The Proctor was a single-engined, low-wing monoplane with seating for three to facilitate the training of Wireless Operators during WW2.
Percival Proctor MKIV NP294
One of just 1,143 built NP294 served as a Wireless Operator trainer for Bomber Command
- Crew 1 / 2
- Length 28 ft 2 in (8.59 m)
- Wingspan 39 ft 6 in (12.04 m)
- Height 7 ft 3 in (2.21 m)
- Wing area 202 ft² (18.77 m²)
- Empty Weight 2,375 lb (1,075 kg)
- Max takeoff weight 3,500 lb (1,588 kg)
- Powerplant 1 × de Havilland Gipsy Queen II driving a 2-bladed propeller, 210 hp (157 kW)
- Maximum speed 139 knots (160 mph, 257 km/h)
- Cruise speed 122 knots (140 mph, 225 km/h)
- Stall speed 42 knots (48 mph, 77 km/h) (flaps down)
- Range 435 nm (500 mi, 805 km)
- Service ceiling 14,000 ft (4,265 m)
- Rate of climb 700 ft/min (3.6 m/s)
The History of this aircraft
A long term restoration project residing at East Kirkby, in the capable hands of the Lincolnshire Aircraft Preservation Society, is Percival P.31 Proctor Mk.IV NP294.This particular model of the successful Proctor family was utilized as a three seat radio trainer during World War II and was equipped with the T/R1154/55 radio installation, mounted in a cradle to the right of the pilot.

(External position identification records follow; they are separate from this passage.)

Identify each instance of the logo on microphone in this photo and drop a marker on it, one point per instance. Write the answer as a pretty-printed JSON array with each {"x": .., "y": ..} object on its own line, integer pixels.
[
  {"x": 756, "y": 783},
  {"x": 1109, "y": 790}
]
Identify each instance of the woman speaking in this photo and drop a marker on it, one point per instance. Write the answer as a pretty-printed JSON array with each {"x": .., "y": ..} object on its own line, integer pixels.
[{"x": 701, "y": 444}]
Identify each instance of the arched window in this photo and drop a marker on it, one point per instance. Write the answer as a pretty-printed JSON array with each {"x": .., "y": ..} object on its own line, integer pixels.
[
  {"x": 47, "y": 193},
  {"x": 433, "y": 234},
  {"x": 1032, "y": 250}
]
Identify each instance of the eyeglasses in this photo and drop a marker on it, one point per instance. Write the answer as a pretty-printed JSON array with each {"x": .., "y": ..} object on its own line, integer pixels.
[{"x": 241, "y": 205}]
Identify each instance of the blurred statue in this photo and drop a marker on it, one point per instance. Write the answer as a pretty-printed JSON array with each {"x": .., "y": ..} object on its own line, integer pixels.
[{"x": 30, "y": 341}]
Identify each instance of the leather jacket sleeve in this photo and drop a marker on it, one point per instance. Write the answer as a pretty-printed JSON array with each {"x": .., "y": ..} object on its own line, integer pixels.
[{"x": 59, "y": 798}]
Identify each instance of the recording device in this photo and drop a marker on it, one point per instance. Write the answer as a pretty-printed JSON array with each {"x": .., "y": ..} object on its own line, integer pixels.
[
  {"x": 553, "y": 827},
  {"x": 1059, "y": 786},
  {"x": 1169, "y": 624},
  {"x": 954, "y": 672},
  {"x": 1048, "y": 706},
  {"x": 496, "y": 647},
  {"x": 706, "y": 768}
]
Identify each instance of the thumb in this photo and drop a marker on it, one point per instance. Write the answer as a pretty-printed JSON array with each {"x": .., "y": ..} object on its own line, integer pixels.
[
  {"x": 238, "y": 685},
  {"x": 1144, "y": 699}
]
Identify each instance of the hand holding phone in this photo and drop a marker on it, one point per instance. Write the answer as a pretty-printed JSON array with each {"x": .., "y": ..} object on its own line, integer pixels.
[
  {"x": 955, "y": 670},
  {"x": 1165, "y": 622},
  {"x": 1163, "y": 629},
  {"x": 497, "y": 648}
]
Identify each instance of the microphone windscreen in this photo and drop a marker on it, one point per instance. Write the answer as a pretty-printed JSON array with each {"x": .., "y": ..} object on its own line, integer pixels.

As you will note from the images below, the radio operator had a footwell within the spar box of the centre section and a third seat was provided behind for a third passenger.
Built in 1944, NP294 is a unique survivor from a batch of 258 Mk.IVs. The aircraft saw wartime service with No.2 Radio School at RAF Yatesbury and No.4 Radio School at RAF Madley. Following retirement from RAF service the aircraft avoided sale on the civil market and interestingly retained its radio training fit until rediscovered lying in a hedge in a private garden near Stockport. The aircraft was apparently being used as a child’s plaything!
Currently on public display in the United Kingdom are two other military Proctors, both examples of the Mk.III; the Royal Air Force Museum, Hendon has Z7197 and the Imperial War Museum at Duxford has LZ766.
Although a long term restoration project, NP294 is making steady progress thanks to Tim Stone, who is currently focusing on the restoration of the port wing. The aircraft will eventually go on display in the main hangar, alongside Avro Lancaster NX611, and very much in the future, Hampden AE436.